2.1 Local Repositories & Origins

We usually have more than one repository. We work most closely with our local repository, which is tucked away in a directory somewhere near our working directory. But we can have other repositories as well. When working solo on a project, we will usually have a remote origin repository that we try to keep more or less in sync with our local repository.

Because the origin repository is on a remote server somewhere “in the cloud”, even if our local PC were to crash and completely trash its hard drive, our project would survive.

If you are working in a team with other programmers, you can have multiple origin repositories, each of which resides on a different person’s PC.
- In essence, everyone’s repository is an origin to everyone else.

More often, when working in a team, all programmers share a common origin repository on a remote server and each person keeps their own local repository synced up with that.
This is just less confusing overall.

To keep the local and origin repositories in sync, we have to push our changes from our local repository to the origin and fetch changes anyone else may have made from the origin to our local repository.

Fetching changes simply updates our local repository – we don’t see those changes in our working directory (where we actually are doing all of work) unless we check out those changes into our working directory.

Usually, though, when we fetch changes we want to see them right away.
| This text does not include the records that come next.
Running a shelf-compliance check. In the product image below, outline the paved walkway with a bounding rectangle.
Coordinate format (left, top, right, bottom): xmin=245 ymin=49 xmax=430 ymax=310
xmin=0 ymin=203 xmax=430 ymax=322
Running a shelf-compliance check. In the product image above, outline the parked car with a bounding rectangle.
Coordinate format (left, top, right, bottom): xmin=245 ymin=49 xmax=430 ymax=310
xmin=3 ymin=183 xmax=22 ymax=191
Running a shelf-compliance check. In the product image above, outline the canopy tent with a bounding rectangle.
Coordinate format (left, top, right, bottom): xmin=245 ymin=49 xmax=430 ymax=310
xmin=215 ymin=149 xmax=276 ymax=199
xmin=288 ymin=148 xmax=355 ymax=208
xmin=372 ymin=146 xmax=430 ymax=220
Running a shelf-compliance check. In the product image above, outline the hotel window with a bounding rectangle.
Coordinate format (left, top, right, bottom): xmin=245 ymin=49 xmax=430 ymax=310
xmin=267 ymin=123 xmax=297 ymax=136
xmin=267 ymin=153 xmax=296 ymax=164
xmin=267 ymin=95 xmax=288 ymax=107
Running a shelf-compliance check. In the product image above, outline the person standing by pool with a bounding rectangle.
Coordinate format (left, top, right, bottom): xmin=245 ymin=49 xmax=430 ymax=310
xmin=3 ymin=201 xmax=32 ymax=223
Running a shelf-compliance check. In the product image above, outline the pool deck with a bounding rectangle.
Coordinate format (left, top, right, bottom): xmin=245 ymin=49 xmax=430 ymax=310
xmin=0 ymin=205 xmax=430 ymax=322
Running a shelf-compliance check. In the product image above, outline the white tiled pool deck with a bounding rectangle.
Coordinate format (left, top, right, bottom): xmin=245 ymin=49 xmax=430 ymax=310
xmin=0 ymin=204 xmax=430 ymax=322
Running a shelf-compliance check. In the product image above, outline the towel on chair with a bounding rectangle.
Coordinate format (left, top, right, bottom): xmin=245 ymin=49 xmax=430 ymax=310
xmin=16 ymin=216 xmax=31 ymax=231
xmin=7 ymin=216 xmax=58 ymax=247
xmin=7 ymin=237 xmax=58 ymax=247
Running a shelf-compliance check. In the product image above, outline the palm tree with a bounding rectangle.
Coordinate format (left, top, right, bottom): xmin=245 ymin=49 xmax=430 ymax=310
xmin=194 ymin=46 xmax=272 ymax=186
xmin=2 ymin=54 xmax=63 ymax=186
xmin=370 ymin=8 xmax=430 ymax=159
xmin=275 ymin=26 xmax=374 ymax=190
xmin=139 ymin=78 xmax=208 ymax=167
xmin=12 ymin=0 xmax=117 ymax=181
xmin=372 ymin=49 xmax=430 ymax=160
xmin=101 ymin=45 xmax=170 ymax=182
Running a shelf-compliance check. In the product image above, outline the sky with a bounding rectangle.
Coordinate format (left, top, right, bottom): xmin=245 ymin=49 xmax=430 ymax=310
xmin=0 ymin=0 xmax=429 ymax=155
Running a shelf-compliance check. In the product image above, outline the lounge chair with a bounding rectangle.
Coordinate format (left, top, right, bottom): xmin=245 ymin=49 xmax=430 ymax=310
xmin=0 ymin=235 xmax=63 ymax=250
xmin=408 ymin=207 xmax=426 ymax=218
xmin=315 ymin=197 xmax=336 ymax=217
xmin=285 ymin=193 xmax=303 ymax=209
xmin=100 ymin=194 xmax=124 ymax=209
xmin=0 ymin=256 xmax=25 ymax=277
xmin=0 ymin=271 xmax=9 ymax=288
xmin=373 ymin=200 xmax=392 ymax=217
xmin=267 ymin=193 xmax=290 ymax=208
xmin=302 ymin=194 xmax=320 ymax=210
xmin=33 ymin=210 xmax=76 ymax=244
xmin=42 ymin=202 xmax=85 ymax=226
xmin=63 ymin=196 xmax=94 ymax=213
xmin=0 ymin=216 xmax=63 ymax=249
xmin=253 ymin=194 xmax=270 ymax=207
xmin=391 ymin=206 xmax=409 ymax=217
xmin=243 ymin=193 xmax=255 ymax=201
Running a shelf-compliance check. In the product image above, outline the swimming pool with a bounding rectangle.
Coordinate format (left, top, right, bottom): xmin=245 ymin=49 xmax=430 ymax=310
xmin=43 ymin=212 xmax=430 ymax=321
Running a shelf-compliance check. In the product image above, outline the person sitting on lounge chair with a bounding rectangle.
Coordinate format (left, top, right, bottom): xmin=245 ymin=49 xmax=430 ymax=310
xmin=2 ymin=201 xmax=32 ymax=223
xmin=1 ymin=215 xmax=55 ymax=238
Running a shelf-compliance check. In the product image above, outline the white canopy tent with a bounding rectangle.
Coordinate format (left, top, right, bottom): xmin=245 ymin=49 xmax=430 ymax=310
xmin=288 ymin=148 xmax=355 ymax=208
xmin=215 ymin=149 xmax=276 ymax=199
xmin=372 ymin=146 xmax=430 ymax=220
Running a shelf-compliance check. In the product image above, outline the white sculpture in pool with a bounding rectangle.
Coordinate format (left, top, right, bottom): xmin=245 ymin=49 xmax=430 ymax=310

So git has a shortcut operation called pull that combines a fetch and a check out.

As a daily user of git, I almost always pull. In the last year, for example, I have done maybe one fetch instead of a pull.

2.2 The Stage

We don’t usually commit/checkout/fetch/push/pull individual files. Usually we send all of files that we have changed in our work session.

Occasionally, though, we might want to hold some of those files back.

For example, while trying to fix a bug, I might notice some misspelled words in the documentation. I fix those while I am working on the bug. But do I want to commit those together with my bug fix? What if my bug fix is wrong and someone decides to undo those changes? Do I want to lose the documentation fixes at the same time? It might make more sense to commit the unrelated changes in separate steps.

git supports this by inserting a stage (also called an index) between the working directory and the local repository.

Now we commit from the stage instead of from the working directory. We choose the files that we want to include in the next commit by adding them to stage (also referred to as staging the files).

3 GitHub

Where do we keep the origin repository?

It could be kept on almost any SSH server, but the most popular approach is to use a version control service that combines storage for git repositories with project management support that, among other things, lets us control who is allowed to work with our origin repository.

The ODU CS Department, for example, runs its own GitLab, and these lecture notes that you are reading right now have been archived there since they were first written. Versions of this course can be recovered there going back many semesters.

By far the most popular version control service, however, is GitHub, which hosts over 200 million repositories. This is the service we will be using.

Example 1: Try This: Logging in to GitHub

Browse to https://github.com/ and sign up for a (free) GitHub account.

Log in at GitHub using your new credentials.

Before you can work with git repositories on GitHub, you will need a second way to identify yourself. Your login name and password will get you into the GitHub website, but when working with git operations, you will need to use an SSH key.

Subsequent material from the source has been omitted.